Professor Alan Abramowitz forecasts the 2012 election and the importance of the performance of the economy in the second quarter. Dr. Abramowitz, one of the nation's top experts on election modeling, takes into account the hyper-polarized nature of contemporary politics. From The Center for Politics:
"In less than four months, millions of Americans will go to the polls to choose their next president along with all 435 members of the House of Representatives, 33 U.S. senators and thousands of state and local elected officials. The 2012 election will take place at a time of deep political division in the United States. Democrats and Republicans differ sharply over Barack Obama’s performance in office as well as over a wide range of issues ranging from government spending and health care to immigration and gay marriage. These divisions are shaping the strategies of the candidates and the outlook for November. Because overwhelming majorities of Democrats and Republicans can be expected to support their own party’s nominee, the outcome will depend on which party does a better job of mobilizing its supporters and appealing to a small group of swing voters in a handful of battleground states.In other words: a squeaker. More here.

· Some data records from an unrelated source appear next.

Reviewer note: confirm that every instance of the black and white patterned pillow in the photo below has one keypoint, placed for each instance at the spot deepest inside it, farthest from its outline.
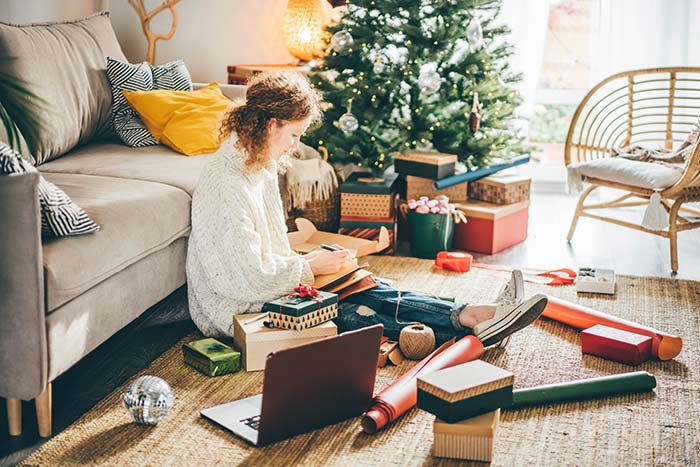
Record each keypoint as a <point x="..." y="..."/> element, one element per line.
<point x="60" y="216"/>
<point x="141" y="77"/>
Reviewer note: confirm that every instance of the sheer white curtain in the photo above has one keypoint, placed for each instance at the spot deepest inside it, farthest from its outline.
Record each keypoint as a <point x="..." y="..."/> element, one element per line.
<point x="631" y="34"/>
<point x="528" y="23"/>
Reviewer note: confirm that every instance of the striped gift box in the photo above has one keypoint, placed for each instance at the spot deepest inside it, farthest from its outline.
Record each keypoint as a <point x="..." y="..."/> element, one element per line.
<point x="470" y="439"/>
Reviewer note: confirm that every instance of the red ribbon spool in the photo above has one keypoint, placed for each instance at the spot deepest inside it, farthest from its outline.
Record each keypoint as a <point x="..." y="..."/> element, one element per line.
<point x="456" y="261"/>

"... President Obama’s net approval rating in the final Gallup Poll in June was +2 percentage points (48% approval vs. 46% disapproval). And Obama’s advantage as a first-term incumbent in the current era of polarization is 2.5 percentage points. The only predictor that remains to be determined is the change in real GDP during the second quarter of 2012 -- the first estimate of that number will be released by the Bureau of Economic Analysis on July 27.
"Table 1 displays conditional forecasts of President Obama’s share of the national popular vote depending on the growth rate of real GDP in the second quarter. The results show that not only is the election likely to be very close, but the winner of the popular vote may very well depend on the performance of the economy in the second quarter.
"A growth rate of zero or less predicts a narrow popular vote win for Republican challenger Mitt Romney, while a growth rate of 1% or greater predicts a popular vote win for President Obama."